23 octobre 2019 – Paris 20

LOUISE – 29 ans

« La rue c’est l’endroit où je me déplace, en général je ne fais qu’y passer. Ça m’arrive de croiser des gens que je connais dans mon quartier, ou dans les environs de mon travail et de discuter. Et aussi l’été, le soir, quand il fait encore bon, on reste souvent à discuter avec les copains entre deux bars.

On m’a déjà fait chier plein de fois. Jamais rien de grave, ou de choses qui m’ont spécialement traumatisé, mais je ne peux pas dire qu’il ne me soit jamais rien arrivé. Forcément ça change ton rapport à la rue, tu fais plus attention, tu es plus sur tes gardes, tu vas éviter certains endroits si tu sais qu’il y a des bandes qui trainent, ou des gens qui sont un peu louches. Tu vas essayer de te rapprocher des rues où y a plus de monde sur ton trajet. Quand il t’arrive quelque chose,  tu y réfléchis après, tu te demandes «Est-ce que j’aurais pu mieux réagir, est-ce que j’aurais pu changer la donne sur une expérience qui ne m’a pas plu ? ». J’ai aussi beaucoup de bons souvenirs, et plus que de mauvais d’ailleurs, heureusement ! Les soirées avec les copains, les rencontres, et tu peux découvrir plein de choses dans la rue qui sont super chouettes.

J’ai toujours habité à Paris, donc la rue a toujours fait partie de mon quotidien. Mes parents ont été assez protecteurs en nous disant, à ma sœur et moi, faites attention, évitez de rentrer toute seule le soir tard par des endroits qui craignent. Mais d’un autre côté, ils ne nous disaient pas non plus de ne pas le faire. Dans mon éducation, c’était plus qu’il faut prendre les précautions nécessaires, en revanche, il ne faut pas non plus s’interdir de vivre et de faire les choses dont on a envie. 
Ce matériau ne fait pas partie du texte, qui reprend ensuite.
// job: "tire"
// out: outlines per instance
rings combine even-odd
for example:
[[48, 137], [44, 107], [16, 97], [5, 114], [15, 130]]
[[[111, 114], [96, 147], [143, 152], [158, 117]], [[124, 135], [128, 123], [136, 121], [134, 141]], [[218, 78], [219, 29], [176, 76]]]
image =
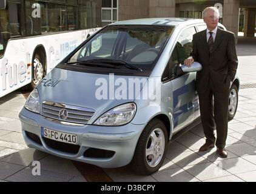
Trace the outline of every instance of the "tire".
[[[153, 145], [153, 138], [157, 146]], [[167, 133], [165, 125], [158, 119], [152, 119], [145, 127], [138, 141], [131, 164], [134, 171], [140, 175], [149, 175], [158, 170], [164, 160], [167, 145]], [[149, 151], [150, 147], [153, 153], [149, 155], [146, 151]], [[152, 156], [156, 156], [157, 159], [152, 159]]]
[[235, 117], [238, 104], [238, 90], [237, 85], [233, 84], [229, 90], [228, 120], [231, 121]]
[[32, 61], [32, 80], [29, 89], [34, 89], [46, 75], [46, 60], [42, 52], [36, 51]]

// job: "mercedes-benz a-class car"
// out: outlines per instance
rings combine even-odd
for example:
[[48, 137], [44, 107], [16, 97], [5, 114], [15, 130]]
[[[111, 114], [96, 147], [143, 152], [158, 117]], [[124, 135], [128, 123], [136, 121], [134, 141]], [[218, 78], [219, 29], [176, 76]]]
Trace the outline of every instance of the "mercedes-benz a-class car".
[[[193, 35], [206, 27], [202, 19], [150, 18], [101, 28], [31, 93], [19, 114], [25, 142], [101, 167], [157, 171], [167, 142], [200, 119], [195, 81], [202, 66], [182, 64]], [[236, 78], [229, 119], [238, 89]]]

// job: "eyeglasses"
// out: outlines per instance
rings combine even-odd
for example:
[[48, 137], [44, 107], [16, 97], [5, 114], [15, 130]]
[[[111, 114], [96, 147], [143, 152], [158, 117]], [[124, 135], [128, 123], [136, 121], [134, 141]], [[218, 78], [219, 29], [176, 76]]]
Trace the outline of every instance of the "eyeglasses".
[[208, 17], [209, 18], [210, 18], [211, 19], [218, 19], [218, 16], [209, 16]]

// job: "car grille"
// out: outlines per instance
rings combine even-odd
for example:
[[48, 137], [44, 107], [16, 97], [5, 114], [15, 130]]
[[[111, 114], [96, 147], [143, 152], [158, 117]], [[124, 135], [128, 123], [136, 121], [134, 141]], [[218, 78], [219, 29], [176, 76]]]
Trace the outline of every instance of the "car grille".
[[63, 152], [76, 154], [78, 153], [79, 149], [80, 149], [80, 146], [78, 145], [64, 143], [45, 138], [43, 138], [43, 139], [48, 147]]
[[[65, 119], [61, 119], [59, 116], [59, 112], [62, 109], [66, 109], [67, 112], [67, 116]], [[93, 110], [90, 109], [50, 102], [44, 102], [42, 104], [42, 115], [56, 120], [86, 124], [93, 114]]]

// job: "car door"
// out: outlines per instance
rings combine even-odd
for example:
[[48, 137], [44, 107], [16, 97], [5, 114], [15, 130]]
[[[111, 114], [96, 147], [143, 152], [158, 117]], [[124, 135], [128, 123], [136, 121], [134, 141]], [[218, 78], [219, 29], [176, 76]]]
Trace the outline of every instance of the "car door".
[[195, 85], [196, 72], [184, 73], [180, 68], [190, 55], [193, 35], [195, 33], [194, 27], [186, 28], [181, 32], [175, 45], [177, 62], [172, 62], [171, 65], [174, 132], [193, 122], [195, 110], [198, 108]]

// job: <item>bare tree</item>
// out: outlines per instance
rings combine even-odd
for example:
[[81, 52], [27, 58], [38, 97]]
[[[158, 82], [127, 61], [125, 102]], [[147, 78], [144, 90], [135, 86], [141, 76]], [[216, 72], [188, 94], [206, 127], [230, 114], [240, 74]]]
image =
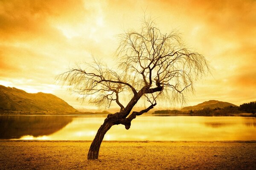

Il y a plein d’espaces où il y a quand même beaucoup plus d’hommes que de femmes, et ce n’est jamais très agréable de passer devant, même si des fois on te fait zéro réflexion, tu te crispes, tu n’arrives pas à faire autrement. Quand j’étais petite, j’allais au skate park avec les copains du collège, et je ne me sentais pas discriminée parce que j’étais une fille. Il faudrait que d’un côté, les aménagements urbains soient plus mixtes, et en même temps, que les filles aient aussi une volonté d’investir la rue. Que nous aussi on puisse se dire « tiens, on va aller dans le parc s’assoir, fumer un joint, boire un thé, ou ce qu’on veut, on s’en fout ! »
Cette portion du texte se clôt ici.